Patrick Bateman (Ben Gerrard) is an image-obsessed, Trump-worshipping investment banker, who vents his frustration by moonlighting as a serial killer.


Bateman is empty, but so is his world. His banker colleagues are amoral and hedonistic, and his gorgeous girlfriend (Shannon Dooley) is obnoxious and mercenary. Here Bateman is not an all-powerful and conniving devil, but an outsider struggling to fit in by swaddling himself in expensive brands and reciting topical stories scavenged from newspapers.


While the novel and the 2000 movie with Christian Bale as Bateman relish torture porn, the musical downplays both the carnage and misogyny of the source material, more interested in mocking the emptiness of consumerism. Thirty years has made the expensive status symbols of Bateman’s era such as the walkman twee, and cultural snobbery such over dated bands like

Huey Lewis and the News ridiculous.

While satire was an intended element of Ellis’ novel, without the distraction of offputting, indulgent violence the sardonic humour swells. Aguirre-Sacasa’s book is witty, for example in multiple jabs at 90s musical darling Les Misérables, and Sheik’s music evokes the era with haunted synth and poetic invocation of the names of half-forgotten brands.


Ben Gerrard’s Bateman is neurotic, brittle and floundering. While Batemen is an adonis with access to extraordinary luxuries and experiences, Gerrard’s savvy performance makes it impossible to envy this isolated, unhappy weirdo. If Christian Bale showed us what Bateman wanted others to see, Gerrard plays him as he sees himself.
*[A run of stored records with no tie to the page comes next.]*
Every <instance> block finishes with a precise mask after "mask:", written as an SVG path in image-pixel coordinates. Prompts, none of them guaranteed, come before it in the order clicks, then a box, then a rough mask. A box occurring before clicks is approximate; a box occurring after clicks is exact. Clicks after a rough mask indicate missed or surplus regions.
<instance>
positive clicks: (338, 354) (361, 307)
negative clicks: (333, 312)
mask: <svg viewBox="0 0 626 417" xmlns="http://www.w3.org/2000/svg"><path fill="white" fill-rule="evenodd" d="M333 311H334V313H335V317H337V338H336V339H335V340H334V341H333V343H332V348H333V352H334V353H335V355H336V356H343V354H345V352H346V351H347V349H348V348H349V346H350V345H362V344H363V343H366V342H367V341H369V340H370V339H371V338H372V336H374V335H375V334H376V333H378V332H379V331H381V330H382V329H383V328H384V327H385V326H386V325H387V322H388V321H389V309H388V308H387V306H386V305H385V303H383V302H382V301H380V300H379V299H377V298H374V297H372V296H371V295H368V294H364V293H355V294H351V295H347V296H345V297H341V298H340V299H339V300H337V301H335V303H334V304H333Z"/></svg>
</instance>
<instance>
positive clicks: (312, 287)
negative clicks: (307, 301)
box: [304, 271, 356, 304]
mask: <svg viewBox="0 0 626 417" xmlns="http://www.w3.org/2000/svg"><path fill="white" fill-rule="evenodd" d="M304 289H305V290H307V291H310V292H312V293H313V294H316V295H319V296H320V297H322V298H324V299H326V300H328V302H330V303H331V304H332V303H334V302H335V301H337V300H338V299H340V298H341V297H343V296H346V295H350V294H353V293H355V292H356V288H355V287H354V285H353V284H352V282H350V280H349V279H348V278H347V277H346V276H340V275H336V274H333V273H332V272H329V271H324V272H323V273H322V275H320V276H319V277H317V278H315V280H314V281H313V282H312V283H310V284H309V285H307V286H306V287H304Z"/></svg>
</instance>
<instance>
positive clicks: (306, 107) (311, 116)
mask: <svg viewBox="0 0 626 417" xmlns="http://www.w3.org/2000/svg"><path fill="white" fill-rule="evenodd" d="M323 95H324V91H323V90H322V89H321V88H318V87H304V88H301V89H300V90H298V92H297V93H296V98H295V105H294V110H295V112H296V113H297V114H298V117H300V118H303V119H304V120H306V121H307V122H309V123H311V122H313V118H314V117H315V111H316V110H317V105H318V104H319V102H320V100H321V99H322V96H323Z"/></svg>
The ensemble capture the era and their characters perfectly, in particular Shannon Dooley as Bateman’s aerobics-toned but vapid and self-obsessed trophy girlfriend. Angelique Cassimatis’ performance as Bateman’s sincere and devoted secretary gives the musical its heart, and tantalises Bateman with a glimpse of the meaning in life he will never find.


A fantastic set by Isabel Hudson has a relentless revolve and gigantic mirrors to capture the frantic pace and inescapable narcissism of Bateman’s world.


In the end, the pathetic and lost Bateman is a psychopath of limited ambition. Thirty years on, we know a true American Psycho can aspire to become President.